International studyCorona Crisis: Requirements for Everyday Police Work

11 May 2020

International study with so far over 2,000 participants in five countries

The exceptional situation posed by the corona pandemic puts special demands on the work and crisis management of the police force. How police officers working in the field deal with demands and stress and what coping mechanisms they use is the subject of a study initiated by PD Dr Marie Ottilie Frenkel, a stress researcher at Heidelberg University. To explore this topic, online surveys have been conducted in various regions of Germany, the Netherlands, Austria, Spain and Switzerland since March. To date more than 2,000 officers have responded, including over 520 from the area covered by the police headquarters in Mannheim. There are three surveys in total, which will continue until June. According to Dr Frenkel, the initial results could be available as soon as the end of June.

The online surveys record information about the stress factors in the respondents’ professional and personal lives as well as supporting measures in police work. They are supplemented by detailed reports of individual experiences. “We expect the analysis to be quite revealing,” emphasises Dr Frenkel. “In addition to learning how police crisis management can be further improved, we also hope to gain insights into possible training scenarios for use in police instruction,” says the Heidelberg researcher.
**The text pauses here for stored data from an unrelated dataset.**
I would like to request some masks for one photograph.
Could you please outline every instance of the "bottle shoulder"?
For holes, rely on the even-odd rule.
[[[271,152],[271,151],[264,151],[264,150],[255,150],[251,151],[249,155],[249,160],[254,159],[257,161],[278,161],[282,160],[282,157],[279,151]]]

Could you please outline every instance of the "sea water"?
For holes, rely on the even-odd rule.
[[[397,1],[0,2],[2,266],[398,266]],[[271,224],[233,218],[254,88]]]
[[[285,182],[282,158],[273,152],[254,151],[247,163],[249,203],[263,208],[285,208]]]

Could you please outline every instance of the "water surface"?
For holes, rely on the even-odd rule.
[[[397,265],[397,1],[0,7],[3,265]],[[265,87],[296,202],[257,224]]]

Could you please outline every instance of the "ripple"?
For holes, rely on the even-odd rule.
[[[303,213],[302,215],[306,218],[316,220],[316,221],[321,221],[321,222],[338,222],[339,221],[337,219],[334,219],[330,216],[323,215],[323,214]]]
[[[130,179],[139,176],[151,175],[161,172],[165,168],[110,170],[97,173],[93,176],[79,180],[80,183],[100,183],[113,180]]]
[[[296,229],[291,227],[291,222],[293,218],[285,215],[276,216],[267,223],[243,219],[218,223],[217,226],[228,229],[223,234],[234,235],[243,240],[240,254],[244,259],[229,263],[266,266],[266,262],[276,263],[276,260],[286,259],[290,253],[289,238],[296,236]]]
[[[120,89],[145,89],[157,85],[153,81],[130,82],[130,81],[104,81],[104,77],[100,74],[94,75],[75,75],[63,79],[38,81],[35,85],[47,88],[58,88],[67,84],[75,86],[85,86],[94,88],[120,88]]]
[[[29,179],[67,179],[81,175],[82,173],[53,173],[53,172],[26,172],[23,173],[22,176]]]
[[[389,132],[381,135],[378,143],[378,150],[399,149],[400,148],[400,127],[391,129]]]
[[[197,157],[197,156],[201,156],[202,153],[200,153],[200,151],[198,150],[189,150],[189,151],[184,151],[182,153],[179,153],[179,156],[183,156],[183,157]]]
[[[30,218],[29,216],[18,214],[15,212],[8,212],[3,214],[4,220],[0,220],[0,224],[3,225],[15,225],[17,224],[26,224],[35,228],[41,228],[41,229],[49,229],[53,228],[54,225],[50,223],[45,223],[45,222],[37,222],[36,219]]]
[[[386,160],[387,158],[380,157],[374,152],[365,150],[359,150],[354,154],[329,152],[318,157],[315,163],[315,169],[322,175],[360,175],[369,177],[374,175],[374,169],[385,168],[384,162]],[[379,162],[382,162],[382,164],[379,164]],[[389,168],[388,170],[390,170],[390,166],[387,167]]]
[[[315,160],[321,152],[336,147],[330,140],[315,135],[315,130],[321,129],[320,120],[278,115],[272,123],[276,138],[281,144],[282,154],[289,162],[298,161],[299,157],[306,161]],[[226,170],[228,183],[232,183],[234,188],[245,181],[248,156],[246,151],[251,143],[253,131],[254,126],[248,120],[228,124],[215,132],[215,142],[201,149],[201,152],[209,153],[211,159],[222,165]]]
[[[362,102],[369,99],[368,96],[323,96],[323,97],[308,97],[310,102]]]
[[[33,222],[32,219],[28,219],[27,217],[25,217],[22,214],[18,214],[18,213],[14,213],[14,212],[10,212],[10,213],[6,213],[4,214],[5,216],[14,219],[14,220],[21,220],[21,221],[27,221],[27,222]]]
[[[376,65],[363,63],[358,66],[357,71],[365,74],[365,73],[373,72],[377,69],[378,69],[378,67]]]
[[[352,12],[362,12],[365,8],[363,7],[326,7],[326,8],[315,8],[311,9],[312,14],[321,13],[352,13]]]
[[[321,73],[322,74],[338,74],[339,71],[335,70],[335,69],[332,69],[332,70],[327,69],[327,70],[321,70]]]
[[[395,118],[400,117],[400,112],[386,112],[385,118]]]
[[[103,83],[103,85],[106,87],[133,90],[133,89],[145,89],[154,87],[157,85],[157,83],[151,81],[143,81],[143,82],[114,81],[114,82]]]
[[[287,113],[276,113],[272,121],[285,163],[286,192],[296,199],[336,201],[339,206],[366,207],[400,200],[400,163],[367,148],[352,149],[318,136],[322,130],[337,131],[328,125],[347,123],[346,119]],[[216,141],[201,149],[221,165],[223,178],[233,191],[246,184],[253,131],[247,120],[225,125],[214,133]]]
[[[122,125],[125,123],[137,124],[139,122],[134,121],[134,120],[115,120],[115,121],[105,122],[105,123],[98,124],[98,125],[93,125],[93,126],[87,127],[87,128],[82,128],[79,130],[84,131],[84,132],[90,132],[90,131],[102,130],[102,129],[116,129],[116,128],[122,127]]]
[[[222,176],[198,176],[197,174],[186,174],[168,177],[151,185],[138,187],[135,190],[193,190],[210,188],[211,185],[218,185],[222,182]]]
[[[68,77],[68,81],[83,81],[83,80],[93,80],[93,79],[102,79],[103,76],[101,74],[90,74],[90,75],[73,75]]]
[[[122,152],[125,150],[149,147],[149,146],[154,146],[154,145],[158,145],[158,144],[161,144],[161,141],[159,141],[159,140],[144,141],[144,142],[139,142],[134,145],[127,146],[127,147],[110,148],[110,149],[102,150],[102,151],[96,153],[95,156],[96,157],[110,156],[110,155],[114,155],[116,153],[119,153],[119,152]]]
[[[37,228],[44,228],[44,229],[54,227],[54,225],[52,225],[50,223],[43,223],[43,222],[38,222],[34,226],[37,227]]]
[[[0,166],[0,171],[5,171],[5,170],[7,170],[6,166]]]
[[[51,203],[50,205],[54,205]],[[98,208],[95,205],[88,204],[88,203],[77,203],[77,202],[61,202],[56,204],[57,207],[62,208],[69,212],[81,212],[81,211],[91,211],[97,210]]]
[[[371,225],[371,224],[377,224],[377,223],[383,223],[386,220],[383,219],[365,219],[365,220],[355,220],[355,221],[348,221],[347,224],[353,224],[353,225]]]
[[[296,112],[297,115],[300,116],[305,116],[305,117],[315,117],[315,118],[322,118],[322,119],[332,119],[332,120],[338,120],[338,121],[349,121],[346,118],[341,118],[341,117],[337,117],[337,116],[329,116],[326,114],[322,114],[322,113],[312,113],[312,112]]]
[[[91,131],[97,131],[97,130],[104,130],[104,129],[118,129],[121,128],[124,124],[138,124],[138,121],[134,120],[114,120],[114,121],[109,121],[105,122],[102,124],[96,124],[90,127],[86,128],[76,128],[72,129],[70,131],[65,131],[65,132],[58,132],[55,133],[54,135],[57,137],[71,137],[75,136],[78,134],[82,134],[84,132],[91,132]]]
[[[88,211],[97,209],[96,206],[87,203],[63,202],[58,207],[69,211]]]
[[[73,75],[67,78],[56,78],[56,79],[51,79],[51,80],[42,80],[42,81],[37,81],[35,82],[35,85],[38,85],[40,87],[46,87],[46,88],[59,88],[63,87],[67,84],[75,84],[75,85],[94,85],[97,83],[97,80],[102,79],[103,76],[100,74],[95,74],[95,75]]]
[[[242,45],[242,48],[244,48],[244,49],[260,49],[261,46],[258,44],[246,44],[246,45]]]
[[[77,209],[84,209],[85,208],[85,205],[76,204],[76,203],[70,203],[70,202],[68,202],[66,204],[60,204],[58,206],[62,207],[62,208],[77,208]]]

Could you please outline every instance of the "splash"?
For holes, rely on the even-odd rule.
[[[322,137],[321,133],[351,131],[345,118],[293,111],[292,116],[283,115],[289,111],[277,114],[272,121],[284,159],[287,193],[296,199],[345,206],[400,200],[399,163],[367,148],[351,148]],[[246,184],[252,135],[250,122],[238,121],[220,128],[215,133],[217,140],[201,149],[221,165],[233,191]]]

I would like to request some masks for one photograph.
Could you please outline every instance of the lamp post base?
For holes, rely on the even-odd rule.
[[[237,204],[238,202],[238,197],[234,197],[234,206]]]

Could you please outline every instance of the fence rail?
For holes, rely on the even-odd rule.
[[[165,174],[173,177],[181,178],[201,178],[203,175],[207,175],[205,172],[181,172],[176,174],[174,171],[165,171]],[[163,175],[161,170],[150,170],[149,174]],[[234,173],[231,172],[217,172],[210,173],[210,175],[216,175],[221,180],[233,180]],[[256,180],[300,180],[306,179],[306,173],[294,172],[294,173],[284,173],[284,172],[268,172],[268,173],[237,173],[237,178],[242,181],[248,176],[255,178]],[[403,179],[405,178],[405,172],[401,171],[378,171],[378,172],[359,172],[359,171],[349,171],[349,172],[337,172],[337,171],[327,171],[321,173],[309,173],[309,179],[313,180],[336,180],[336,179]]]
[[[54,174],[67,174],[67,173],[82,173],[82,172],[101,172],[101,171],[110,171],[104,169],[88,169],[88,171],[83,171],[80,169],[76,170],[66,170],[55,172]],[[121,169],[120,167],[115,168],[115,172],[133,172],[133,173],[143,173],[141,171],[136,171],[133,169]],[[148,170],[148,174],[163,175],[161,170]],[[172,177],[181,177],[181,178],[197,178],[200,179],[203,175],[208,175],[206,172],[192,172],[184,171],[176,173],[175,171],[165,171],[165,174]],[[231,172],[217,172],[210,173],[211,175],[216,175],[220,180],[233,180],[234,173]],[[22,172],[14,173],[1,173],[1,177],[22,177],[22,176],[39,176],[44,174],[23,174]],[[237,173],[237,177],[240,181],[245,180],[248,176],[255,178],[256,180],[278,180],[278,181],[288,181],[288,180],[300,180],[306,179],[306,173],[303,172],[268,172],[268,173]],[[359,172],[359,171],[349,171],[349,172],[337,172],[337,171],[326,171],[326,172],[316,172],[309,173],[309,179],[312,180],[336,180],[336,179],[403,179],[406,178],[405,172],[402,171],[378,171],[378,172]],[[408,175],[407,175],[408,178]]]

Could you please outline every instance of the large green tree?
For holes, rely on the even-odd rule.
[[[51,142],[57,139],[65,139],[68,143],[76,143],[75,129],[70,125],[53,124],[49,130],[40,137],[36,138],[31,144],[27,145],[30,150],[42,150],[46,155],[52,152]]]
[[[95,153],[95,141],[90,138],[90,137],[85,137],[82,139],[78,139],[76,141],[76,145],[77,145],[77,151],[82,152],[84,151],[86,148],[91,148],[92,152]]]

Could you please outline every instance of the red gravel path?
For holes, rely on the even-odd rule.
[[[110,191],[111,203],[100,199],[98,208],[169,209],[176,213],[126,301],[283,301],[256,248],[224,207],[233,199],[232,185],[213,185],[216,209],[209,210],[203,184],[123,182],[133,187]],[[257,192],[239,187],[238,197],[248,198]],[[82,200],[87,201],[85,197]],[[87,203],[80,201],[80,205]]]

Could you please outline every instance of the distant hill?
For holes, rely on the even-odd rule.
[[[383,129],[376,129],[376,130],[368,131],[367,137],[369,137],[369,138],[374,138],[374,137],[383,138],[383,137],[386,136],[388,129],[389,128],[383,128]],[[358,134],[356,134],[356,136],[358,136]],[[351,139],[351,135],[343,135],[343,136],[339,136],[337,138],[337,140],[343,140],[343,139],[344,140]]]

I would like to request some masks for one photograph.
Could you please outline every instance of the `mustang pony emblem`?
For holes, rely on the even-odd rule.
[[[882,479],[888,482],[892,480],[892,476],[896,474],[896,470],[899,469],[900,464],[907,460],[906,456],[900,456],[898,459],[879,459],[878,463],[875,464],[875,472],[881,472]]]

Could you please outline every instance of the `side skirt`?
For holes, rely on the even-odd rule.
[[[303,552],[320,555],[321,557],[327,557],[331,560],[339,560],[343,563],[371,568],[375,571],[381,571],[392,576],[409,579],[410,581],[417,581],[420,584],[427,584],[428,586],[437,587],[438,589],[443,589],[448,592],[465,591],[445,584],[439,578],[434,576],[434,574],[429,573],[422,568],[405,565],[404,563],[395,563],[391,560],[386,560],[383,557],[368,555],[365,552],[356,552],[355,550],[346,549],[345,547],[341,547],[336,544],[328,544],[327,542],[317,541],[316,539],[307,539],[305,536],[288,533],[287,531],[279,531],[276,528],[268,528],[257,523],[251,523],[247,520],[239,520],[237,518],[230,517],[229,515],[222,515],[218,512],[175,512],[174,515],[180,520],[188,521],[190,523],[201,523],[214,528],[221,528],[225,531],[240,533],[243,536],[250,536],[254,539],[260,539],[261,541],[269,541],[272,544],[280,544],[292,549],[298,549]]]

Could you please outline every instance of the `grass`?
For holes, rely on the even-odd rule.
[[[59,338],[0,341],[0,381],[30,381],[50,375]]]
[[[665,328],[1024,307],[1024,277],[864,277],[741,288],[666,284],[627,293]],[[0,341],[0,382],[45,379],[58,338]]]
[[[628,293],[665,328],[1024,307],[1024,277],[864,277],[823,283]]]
The study entitled “SHOT-COVID19” is part of the international SHOTPROS project being funded under the auspices of Horizon 2020, the research and innovation programme of the European Union. In the SHOTPROS project, a number of partners are working on developing an innovative training curriculum that will improve decision-making and action processes of police officers under stress and in high-risk operational situations. This also includes a virtual reality solution designed to make training for critical deployment scenarios more efficient. “From our surveys regarding these acute and real stress situations, we also hope to gain critical insights that will benefit the overall project,” adds Dr Frenkel.